Boron Beats Nitrogen: Strained Boron-Boron Bonds as (Molecular) Proton Sponges

Abstract

Although boron usually behaves as a Lewis acid, some molecular structures containing B-B bonds can act as electron donors. Inspired in reported crystalline structures, the basicity and the hydrogen bond (HB) acceptor capability of diborane derivatives of dipyrazole 1 have been studied theoretically using M06-2x and CCSD(T) computational methods. The topology of the electron density and molecular electrostatic potential of compound 1 reveal that the richest electron region is located above the B-B bond, making it suitable to be a strong donor and a very effective proton catcher. A key finding is the remarkably high proton affinity of the parent derivative, which exceeds that of very strong nitrogen-containing organic bases such as guanidines.

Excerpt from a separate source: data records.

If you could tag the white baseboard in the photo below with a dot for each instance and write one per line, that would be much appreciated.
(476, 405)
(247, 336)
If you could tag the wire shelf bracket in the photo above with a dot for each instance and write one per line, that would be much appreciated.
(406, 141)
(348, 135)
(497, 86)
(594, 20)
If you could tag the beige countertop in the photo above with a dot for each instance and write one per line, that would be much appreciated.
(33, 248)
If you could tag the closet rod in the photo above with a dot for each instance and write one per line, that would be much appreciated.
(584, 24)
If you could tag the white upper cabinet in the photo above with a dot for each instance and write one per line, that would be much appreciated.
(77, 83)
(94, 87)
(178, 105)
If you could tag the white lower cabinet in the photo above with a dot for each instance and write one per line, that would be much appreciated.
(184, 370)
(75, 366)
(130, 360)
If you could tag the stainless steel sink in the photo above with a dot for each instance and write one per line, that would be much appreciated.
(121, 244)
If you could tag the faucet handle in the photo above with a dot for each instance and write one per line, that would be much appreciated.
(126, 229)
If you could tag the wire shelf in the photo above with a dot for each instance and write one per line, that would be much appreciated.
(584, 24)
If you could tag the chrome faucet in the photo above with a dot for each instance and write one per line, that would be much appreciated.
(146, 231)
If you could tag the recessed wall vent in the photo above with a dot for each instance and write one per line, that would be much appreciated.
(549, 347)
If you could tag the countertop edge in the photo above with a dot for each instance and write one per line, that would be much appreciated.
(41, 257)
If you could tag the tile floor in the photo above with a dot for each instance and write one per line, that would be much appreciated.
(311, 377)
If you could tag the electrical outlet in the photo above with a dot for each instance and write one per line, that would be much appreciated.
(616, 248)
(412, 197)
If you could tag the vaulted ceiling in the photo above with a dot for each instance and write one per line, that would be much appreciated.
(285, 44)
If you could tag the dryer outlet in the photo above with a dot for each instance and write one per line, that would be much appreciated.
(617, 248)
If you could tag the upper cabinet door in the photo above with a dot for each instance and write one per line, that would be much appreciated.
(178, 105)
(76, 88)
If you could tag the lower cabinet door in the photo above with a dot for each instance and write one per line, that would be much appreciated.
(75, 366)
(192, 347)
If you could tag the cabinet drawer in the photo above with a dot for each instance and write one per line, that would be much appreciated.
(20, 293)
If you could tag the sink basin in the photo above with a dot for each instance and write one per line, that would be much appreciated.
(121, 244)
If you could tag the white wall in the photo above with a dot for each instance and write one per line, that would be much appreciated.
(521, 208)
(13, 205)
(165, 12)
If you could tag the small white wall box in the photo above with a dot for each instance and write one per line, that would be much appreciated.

In line with this finding, the hydrogen-bonded complexes exhibit binding energies up to 37 kJ mol⁻¹, which is a significant interaction considering the electronegativity of boron in comparison with elements typically involved in hydrogen bonds. We have also designed substituted structures where the inductive effect improves the proton affinity and HB acceptor capabilities. The proton affinities of 1b reach 1096 kJ mol-1, among the highest reported for molecules in the gas-phase.